Kali walks back out into the ocean, in her tattered but still-bright ship’s uniform, and does not come back.

Michael did not marry again. He was devoted to his daughter and lavished all his love and attention on her. As she grew older she would sometimes speak about people in the world outside the village in strange ways, almost as if they were people that she knew. Her father only smiled at this, and didn’t criticize her for her odd ideas.

It’s long past Nebulas season for this little story from 2014. Then, and now, I don’t think it would appeal to enough folks to garner a Hugo.

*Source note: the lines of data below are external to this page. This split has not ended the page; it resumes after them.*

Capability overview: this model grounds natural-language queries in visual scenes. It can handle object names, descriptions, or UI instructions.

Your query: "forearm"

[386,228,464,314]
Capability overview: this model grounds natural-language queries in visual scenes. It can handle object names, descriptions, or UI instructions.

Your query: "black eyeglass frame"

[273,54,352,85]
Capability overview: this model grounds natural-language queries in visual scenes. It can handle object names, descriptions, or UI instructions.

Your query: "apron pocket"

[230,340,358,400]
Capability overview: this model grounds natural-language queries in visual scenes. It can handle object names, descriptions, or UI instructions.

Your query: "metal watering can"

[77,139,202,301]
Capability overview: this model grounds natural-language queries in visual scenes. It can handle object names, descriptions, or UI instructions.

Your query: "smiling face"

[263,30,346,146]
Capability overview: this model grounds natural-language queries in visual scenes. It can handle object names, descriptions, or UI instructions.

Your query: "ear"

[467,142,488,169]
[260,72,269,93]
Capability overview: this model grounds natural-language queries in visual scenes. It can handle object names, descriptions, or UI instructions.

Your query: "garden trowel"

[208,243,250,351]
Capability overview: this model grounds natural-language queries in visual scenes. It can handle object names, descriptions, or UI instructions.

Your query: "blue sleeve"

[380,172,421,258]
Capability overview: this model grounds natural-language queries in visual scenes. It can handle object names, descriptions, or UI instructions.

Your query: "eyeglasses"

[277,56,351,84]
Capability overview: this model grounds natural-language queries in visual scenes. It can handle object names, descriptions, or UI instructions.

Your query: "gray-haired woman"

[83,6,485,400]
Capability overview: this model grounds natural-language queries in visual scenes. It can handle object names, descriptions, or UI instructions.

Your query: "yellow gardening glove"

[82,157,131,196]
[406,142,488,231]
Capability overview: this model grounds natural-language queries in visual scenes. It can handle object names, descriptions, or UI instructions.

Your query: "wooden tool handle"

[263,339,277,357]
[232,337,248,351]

But it’s collected a very select prize indeed – it rattles around in the back of my head, years later, so much so I specifically sought out and bought another copy of Asimov’s just to read it again.

I think of this story every time someone describes a utopia, and in my business, I hear a lot of utopias. Would this utopia be capable of war? Of scholarship? Of memory? Of descent? Or would they be pleasant, bland nothings, generation on generation, like the village by the ocean that Kali found? Would a Kali fallen into this utopia, or that one, or mine, find a place for herself? Or would she have to march back out into the ocean again?

What Bunker describes is no less than the death of the social sciences I had spent four years studying in China when I picked up that newsstand copy in Boston. And it was a dark world, unlit by science and unhallowed by history, and it is a world that many people fervently wish to plunge us into. One small change, and we are placid tribes again.

It’s enough to make you want to take a long walk off the shore.